High glucose induces pro-inflammatory polarization of macrophages by inhibiting immune-responsive gene 1 expression.

Wei LUO; Yuhang WANG; Yansong LIU; Yuanyuan WANG; Lei AI

Return

High glucose induces pro-inflammatory polarization of macrophages by inhibiting immune-responsive gene 1 expression.

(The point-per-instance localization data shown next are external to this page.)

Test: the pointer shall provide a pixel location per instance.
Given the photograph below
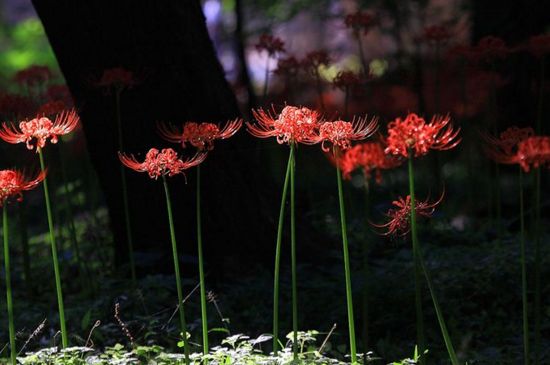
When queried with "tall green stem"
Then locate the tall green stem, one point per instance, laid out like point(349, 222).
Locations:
point(278, 256)
point(128, 224)
point(347, 270)
point(419, 260)
point(9, 302)
point(204, 318)
point(293, 252)
point(416, 257)
point(183, 326)
point(61, 307)
point(523, 272)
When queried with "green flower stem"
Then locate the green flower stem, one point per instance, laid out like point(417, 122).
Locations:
point(416, 257)
point(9, 300)
point(128, 224)
point(183, 326)
point(64, 336)
point(347, 270)
point(278, 256)
point(523, 272)
point(293, 253)
point(420, 262)
point(204, 318)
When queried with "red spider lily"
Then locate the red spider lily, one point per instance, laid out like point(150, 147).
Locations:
point(51, 108)
point(33, 75)
point(165, 162)
point(40, 128)
point(116, 77)
point(200, 135)
point(348, 80)
point(369, 157)
point(400, 216)
point(14, 182)
point(341, 133)
point(271, 44)
point(532, 152)
point(414, 134)
point(15, 105)
point(288, 66)
point(315, 59)
point(292, 125)
point(360, 20)
point(508, 140)
point(436, 34)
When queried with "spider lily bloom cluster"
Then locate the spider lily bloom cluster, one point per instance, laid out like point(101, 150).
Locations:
point(161, 163)
point(199, 135)
point(368, 156)
point(400, 216)
point(413, 134)
point(40, 129)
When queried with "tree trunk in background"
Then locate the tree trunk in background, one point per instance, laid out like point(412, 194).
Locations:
point(167, 45)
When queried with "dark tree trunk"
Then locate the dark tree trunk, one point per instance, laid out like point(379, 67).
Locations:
point(167, 45)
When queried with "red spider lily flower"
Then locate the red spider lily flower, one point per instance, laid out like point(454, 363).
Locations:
point(346, 80)
point(508, 140)
point(161, 163)
point(15, 106)
point(14, 182)
point(200, 135)
point(41, 129)
point(288, 66)
point(51, 108)
point(413, 133)
point(271, 44)
point(315, 59)
point(341, 133)
point(539, 45)
point(532, 152)
point(33, 75)
point(359, 20)
point(369, 157)
point(436, 34)
point(400, 216)
point(116, 77)
point(293, 125)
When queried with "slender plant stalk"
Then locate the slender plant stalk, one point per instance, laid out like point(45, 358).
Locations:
point(128, 222)
point(420, 262)
point(278, 257)
point(416, 257)
point(523, 272)
point(347, 270)
point(266, 80)
point(537, 218)
point(204, 318)
point(9, 301)
point(183, 326)
point(61, 307)
point(293, 252)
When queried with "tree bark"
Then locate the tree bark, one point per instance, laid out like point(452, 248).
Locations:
point(167, 46)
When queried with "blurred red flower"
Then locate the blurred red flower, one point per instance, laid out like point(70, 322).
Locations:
point(161, 163)
point(369, 157)
point(14, 182)
point(41, 129)
point(271, 44)
point(414, 134)
point(400, 216)
point(200, 135)
point(293, 125)
point(340, 133)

Author: Wei LUO ¹ ; Yuhang WANG ¹ ; Yansong LIU ¹ ; Yuanyuan WANG ¹ ; Lei AI ²
Author Information

1. School of Sport and Health, Nanjing Sport Institute, Nanjing 210014, China.
2. Jiangsu Research Institute of Sports Science, Nanjing 210033, China.
Publication Type:Journal Article
Keywords: M1 polarization; high glucose condition; immune-responsive gene 1; inflammatory cytokines; macrophages
MeSH: Animals; Mice; Macrophages/drug effects*; Glucose/pharmacology*; Interleukin-10/metabolism*; Nitric Oxide Synthase Type II/metabolism*; RAW 264.7 Cells; Interleukin-1beta/metabolism*; Arginase/metabolism*; RNA, Small Interfering/genetics*; Transfection; Inflammation
From: Journal of Southern Medical University 2025;45(1):1-9
CountryChina
Language:English
Abstract: OBJECTIVES:To investigate the effect of high glucose on macrophage polarization and the role of immune-responsive gene 1 (IRG1) in mediating its effect.
METHODS:RAW264.7 cells were transfected with IRG1-overexpressing plasmid or IRG1 siRNA via electroporation and cultured in either normal or high glucose for 72 h to observe the changes in cell viability and morphology using CCK-8 assay and phase contrast microscopy. The protein levels of IRG1, iNOS, Arg-1, IL-1β and IL-10 in the treated cells were detected with Western blotting, and the fluorescence intensities of iNOS and Arg-1 were detected using immunofluorescence assay. The protein levels of IL-1β and IL-10 in the culture medium were determined with ELISA.
RESULTS:High glucose exposure significantly reduced IRG1 and Arg-1 expressions, increased iNOS and IL-1β expressions and IL-1β secretion, and decreased IL-10 level in RAW264.7 cells. Transfection with the IRG1-overexpressing plasmid provided the cells with obvious resistance to high glucose-induced changes in iNOS, Arg-1, IL-1β and IL-10, whereas IRG1 knockdown further enhanced the effects of high glucose exposure on Arg-1 expression and the expression and secretion of IL-10.
CONCLUSIONS:High glucose promotes M1 polarization of the macrophages possibly through a mechanism to inhibit the expression of IRG1 protein, thus leading to chronic inflammatory response.